Making key connections

Turner, who described herself as having a “black thumb,” said she is satisfied ironing out the behind-the-scenes details to make potato growers successful.

“I am more than happy to work on the legislative and the regulatory and the marketing needs of the industry so that growers can do what they do best, because I really appreciate being able to go to the store and have potatoes and potato chips and potato products,” she said.

A key to advancing the potato industry is proving tangible evidence of its value, Turner said, which was the genesis of February’s economic impact report.

“We’re going to need to convince some people that the industry is worth investing in,” she said. “You can’t do that if you can’t show them how much the industry is worth. We really needed some statistics and some information to basically go to the bank and be like: ‘Here’s the things we have for collateral. We want you to invest in us.’”

Turner’s appreciation of agriculture was ingrained early. Her great-grandparents, grandparents and parents farmed, and her semi-retired father still helps friends with harvests and monitors agricultural commodity trading, she said.

2024 Spudwoman of the Year Kelly Turner is executive director of the Michigan Potato Industry Commission.

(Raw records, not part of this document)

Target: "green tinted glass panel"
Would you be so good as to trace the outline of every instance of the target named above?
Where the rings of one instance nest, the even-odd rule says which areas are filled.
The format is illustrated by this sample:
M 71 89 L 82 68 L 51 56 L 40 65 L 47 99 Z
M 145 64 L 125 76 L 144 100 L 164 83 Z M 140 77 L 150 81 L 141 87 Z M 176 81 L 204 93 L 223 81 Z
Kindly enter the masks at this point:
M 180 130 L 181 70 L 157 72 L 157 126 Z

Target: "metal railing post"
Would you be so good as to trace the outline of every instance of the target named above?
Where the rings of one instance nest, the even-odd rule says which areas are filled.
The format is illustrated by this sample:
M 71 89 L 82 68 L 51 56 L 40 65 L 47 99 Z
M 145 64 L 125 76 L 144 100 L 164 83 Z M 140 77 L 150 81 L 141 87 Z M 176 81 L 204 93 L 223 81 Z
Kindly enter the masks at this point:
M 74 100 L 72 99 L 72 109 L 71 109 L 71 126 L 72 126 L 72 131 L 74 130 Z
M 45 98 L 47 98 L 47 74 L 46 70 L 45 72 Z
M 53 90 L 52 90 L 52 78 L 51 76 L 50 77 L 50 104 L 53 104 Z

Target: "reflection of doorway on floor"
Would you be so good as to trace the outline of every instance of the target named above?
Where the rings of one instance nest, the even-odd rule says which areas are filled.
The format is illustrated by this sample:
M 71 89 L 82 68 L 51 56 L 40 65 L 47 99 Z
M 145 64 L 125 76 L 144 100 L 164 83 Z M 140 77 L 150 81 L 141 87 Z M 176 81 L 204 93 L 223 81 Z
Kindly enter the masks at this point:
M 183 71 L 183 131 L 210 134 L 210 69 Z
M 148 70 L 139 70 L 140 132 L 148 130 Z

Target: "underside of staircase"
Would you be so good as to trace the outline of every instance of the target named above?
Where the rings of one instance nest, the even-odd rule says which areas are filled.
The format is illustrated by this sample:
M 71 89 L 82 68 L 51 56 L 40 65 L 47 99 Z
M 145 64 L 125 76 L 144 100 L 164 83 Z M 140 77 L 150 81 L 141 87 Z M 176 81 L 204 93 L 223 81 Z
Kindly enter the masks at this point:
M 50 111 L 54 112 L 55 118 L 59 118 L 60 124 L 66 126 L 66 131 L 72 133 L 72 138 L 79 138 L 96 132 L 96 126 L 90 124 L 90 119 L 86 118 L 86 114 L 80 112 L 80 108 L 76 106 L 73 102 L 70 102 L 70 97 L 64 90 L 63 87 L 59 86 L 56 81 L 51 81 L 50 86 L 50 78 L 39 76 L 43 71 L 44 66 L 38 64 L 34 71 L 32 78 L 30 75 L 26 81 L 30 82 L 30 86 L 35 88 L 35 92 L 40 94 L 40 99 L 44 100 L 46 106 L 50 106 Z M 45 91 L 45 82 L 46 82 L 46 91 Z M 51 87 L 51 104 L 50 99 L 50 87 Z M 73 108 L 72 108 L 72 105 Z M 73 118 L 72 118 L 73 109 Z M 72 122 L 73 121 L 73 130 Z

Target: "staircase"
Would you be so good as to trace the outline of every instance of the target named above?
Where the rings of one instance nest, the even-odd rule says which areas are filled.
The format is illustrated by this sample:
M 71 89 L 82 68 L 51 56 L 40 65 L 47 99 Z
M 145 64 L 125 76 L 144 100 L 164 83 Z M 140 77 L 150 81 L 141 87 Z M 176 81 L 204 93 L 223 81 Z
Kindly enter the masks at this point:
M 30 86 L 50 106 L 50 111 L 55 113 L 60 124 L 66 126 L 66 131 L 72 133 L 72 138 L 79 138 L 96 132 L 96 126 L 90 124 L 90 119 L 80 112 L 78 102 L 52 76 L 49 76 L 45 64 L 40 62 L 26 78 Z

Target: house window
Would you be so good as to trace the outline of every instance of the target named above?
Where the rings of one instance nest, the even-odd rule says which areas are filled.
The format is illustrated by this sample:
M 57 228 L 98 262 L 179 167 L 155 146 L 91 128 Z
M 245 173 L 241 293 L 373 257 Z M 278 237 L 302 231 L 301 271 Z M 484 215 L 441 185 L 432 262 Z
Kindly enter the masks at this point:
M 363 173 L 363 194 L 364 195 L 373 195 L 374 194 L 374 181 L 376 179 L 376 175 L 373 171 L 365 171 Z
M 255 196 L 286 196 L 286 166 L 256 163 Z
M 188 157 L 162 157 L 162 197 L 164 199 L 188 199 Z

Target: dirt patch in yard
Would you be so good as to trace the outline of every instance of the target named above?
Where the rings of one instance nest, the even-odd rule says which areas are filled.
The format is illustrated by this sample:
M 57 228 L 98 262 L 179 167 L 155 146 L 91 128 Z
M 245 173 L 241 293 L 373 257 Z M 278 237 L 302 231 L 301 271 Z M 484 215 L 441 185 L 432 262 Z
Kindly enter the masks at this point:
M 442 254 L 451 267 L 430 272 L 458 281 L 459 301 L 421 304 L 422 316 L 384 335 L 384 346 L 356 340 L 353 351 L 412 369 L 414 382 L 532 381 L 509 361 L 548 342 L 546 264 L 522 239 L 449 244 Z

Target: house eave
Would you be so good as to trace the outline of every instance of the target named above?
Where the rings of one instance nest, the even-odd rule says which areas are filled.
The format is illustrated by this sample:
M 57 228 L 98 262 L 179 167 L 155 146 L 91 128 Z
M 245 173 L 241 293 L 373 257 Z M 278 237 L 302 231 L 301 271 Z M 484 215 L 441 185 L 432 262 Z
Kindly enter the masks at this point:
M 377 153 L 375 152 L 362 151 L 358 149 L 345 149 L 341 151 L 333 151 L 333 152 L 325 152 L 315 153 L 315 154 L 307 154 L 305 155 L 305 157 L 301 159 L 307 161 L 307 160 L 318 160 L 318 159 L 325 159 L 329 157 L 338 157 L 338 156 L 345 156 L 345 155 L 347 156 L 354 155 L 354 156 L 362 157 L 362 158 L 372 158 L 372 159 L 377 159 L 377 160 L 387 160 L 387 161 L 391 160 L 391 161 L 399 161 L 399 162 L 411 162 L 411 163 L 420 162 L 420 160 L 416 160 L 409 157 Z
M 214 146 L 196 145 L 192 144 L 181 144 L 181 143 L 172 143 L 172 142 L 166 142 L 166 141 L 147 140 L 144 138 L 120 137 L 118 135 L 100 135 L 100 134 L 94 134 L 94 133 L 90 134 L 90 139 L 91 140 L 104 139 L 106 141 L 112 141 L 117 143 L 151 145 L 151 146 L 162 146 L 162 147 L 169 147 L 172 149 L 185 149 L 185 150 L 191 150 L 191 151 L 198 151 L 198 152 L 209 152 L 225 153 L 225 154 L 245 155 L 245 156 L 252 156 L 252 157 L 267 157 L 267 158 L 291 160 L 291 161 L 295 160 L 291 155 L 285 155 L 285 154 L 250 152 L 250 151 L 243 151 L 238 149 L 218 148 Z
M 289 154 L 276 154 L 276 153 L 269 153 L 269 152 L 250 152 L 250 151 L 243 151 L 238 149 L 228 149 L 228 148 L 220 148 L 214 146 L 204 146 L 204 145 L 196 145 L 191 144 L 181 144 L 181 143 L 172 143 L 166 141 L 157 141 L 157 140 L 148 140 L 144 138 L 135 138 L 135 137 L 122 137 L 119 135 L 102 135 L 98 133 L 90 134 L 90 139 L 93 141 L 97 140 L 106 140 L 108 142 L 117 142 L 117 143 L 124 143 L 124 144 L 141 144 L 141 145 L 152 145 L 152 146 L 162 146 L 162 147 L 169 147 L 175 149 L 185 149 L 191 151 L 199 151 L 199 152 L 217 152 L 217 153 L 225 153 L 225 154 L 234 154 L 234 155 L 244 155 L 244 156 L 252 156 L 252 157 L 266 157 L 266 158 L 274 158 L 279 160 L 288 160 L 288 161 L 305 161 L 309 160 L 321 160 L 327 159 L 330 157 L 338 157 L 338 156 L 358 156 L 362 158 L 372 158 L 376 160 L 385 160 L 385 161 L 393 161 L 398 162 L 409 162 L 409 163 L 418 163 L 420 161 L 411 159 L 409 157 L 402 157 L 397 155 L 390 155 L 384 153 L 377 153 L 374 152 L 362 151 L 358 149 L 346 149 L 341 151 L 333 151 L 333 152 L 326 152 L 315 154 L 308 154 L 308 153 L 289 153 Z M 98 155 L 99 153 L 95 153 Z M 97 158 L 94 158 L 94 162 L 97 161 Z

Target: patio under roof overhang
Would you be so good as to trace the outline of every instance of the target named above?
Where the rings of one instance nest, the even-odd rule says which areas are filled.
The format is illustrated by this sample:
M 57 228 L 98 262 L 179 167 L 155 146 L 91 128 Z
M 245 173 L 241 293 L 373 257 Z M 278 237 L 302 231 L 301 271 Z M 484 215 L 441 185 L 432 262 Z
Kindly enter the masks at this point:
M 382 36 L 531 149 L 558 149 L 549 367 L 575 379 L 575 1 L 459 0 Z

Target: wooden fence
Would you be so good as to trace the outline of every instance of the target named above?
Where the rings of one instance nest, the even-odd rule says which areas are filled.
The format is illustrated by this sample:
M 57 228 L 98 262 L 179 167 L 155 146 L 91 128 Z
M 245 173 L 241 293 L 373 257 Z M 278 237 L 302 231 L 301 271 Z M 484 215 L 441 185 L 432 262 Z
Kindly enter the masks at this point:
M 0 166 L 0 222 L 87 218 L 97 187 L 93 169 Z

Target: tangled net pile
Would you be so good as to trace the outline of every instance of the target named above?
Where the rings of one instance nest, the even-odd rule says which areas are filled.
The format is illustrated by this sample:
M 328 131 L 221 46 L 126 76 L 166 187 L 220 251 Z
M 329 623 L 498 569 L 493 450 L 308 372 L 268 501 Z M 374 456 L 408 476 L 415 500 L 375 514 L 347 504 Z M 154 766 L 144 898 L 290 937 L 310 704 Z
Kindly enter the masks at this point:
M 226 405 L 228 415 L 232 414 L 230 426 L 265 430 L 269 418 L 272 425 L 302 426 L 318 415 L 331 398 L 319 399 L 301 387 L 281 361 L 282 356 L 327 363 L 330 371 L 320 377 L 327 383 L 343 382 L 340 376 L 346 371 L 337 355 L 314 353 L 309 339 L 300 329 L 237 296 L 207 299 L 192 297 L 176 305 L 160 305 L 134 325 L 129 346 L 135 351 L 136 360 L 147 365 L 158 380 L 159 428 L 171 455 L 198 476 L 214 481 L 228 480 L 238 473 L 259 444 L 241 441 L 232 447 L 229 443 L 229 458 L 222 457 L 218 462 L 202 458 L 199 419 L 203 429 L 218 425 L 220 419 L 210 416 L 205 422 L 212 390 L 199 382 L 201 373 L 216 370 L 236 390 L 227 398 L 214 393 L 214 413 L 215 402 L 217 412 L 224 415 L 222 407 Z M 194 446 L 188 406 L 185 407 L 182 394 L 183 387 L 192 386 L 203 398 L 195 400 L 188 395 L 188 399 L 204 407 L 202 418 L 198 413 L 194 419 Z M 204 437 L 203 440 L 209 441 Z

Photo by Doug Milligan Photography.

“I have a base understanding of agronomy and the language,” she said. ”I think we forget that we talk differently than the general public does. They don’t really have an understanding of where their food comes from. As we continue to get generations away from knowing grandpa who had a farm or anyone in the family who does anything with farming, I think that’s going to become more and more of a challenge.”

The oldest of three sisters, Turner worked the fields and attended equipment sales alongside her father. But what was second nature to her turned some heads when she joined MPIC.

Turner remembered walking into a national meeting soon after taking the job. More than a hundred people filled the room — most of them men.

Walking to dinner later, Turner overheard a comment made by an older man.

“One of them said: ‘Well, if they were going to hire a woman, at least they could’ve hired someone who was easy on the eyes,’” Turner said. “Obviously it stuck with me, because I remember it, but I kept thinking to myself, well, I’m going to outwork anybody here, and I’m going to ensure that I’m showing my value to the folks who have believed in me enough to put me in this position.”

Turning that experience into an empowering moment exemplified what Turner sees as one of her most important roles: bridging gaps and fostering communication between agricultural stakeholders, including regulatory agencies that oversee research funding and farmers who feed their communities.

“Helping people to understand the ag community has helped me to excel,” she said. “They’re my people. I come from the same culture. I’m cut from the same cloth.”